The prostitute at the center of the Silvio Berlusconi sex tape scandal underscored the topsy-turvy nature of Italian politics yesterday when she threatened to sue the country’s Foreign Minister for impugning her reputation as opposition MPs unleashed a scathing attack on their Prime Minister for potentially compromising national security.

Patrizia D’Addario robustly defended her lurid recordings of alleged encounters with Berlusconi after Franco Frattini, a rising star of Mr Berlusconi’s administration, accused her of taking money to make false accusations.

Ms D’Addario, 42, raised the prospect of a court battle between call girl and Foreign Minister over Mr Berlusconi's battered image the day after the left-leaning L’Espresso Group released new audio tapes and transcripts purportedly recording intimate details of a sexual encounter between her and the Prime Minister.

In a statement released to the media, Ms D’Addario strongly denied Mr Frattini’s claims, which he made in a BBC interview on Thursday, as well as media suggestions that she had given the tapes to “selected journalists” herself.

“In the past few days slanderous public statements and journalists’ interpretations have been published about me. I will respond to every single one of them through legal action,” Ms D’Addario said in the statement released by Maria Pia Vigilante, her lawyer.

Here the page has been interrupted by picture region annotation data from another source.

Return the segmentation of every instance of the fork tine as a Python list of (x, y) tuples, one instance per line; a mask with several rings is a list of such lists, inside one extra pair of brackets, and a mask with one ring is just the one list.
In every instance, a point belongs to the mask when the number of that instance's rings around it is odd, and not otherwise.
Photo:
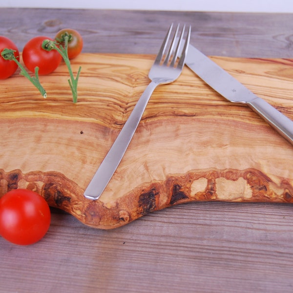
[(174, 34), (174, 37), (173, 37), (173, 40), (172, 41), (172, 43), (171, 45), (170, 46), (170, 48), (168, 51), (168, 52), (166, 54), (166, 57), (164, 62), (164, 64), (165, 65), (167, 65), (168, 63), (169, 62), (169, 59), (172, 55), (172, 52), (173, 52), (173, 49), (174, 48), (174, 46), (175, 45), (175, 43), (176, 43), (177, 36), (178, 34), (178, 30), (179, 30), (179, 24), (177, 26), (176, 28), (176, 31), (175, 32), (175, 34)]
[(156, 59), (155, 60), (155, 63), (156, 64), (159, 64), (161, 62), (161, 60), (164, 56), (165, 53), (165, 51), (166, 49), (166, 47), (167, 46), (167, 44), (168, 43), (168, 41), (169, 41), (169, 38), (170, 38), (170, 35), (171, 34), (171, 32), (172, 31), (172, 28), (173, 27), (173, 23), (171, 23), (171, 25), (170, 25), (170, 28), (169, 28), (169, 30), (167, 32), (166, 36), (163, 41), (163, 43), (162, 43), (162, 45), (161, 46), (161, 48), (160, 48), (160, 50), (159, 51), (159, 53), (158, 53), (158, 55), (156, 57)]
[(177, 64), (177, 67), (182, 68), (184, 66), (184, 62), (185, 60), (185, 57), (187, 54), (187, 49), (188, 49), (188, 46), (189, 45), (189, 40), (190, 39), (190, 33), (191, 31), (191, 27), (189, 25), (188, 29), (188, 33), (187, 37), (185, 39), (185, 43), (184, 43), (184, 46), (183, 47), (183, 50), (182, 50), (182, 53), (179, 59), (179, 62)]
[(176, 48), (176, 51), (174, 53), (174, 56), (173, 57), (173, 59), (172, 62), (171, 62), (171, 64), (170, 64), (170, 66), (173, 66), (175, 65), (175, 63), (177, 60), (177, 57), (178, 57), (179, 50), (180, 49), (180, 47), (181, 46), (181, 42), (182, 42), (182, 39), (183, 39), (183, 36), (184, 35), (184, 32), (185, 32), (185, 24), (183, 26), (182, 28), (182, 30), (181, 30), (181, 34), (180, 35), (180, 37), (179, 38), (179, 40), (177, 43), (177, 45)]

“Foreign Affairs Minister Franco Frattini said that some escorts have been been paid by journalists to ‘direct false accusations against Silvio Berlusconi’,” the statement continued. “If he is referring to me as well, I want to strongly deny that fact and ask the Foreign Minister to prove his statements, or if he has no proof, to stop making statements.”

Six senior centre-left Democractic Party leaders, including Italian and European MPs and Sergio Cofferati, the Mayor of Bologna, yesterday published an open letter on the website of the newspaper La Repubblica condemning Mr Berlusconi’s recent “bad behaviour” and even questioning whether he had breached the Italian Constitution.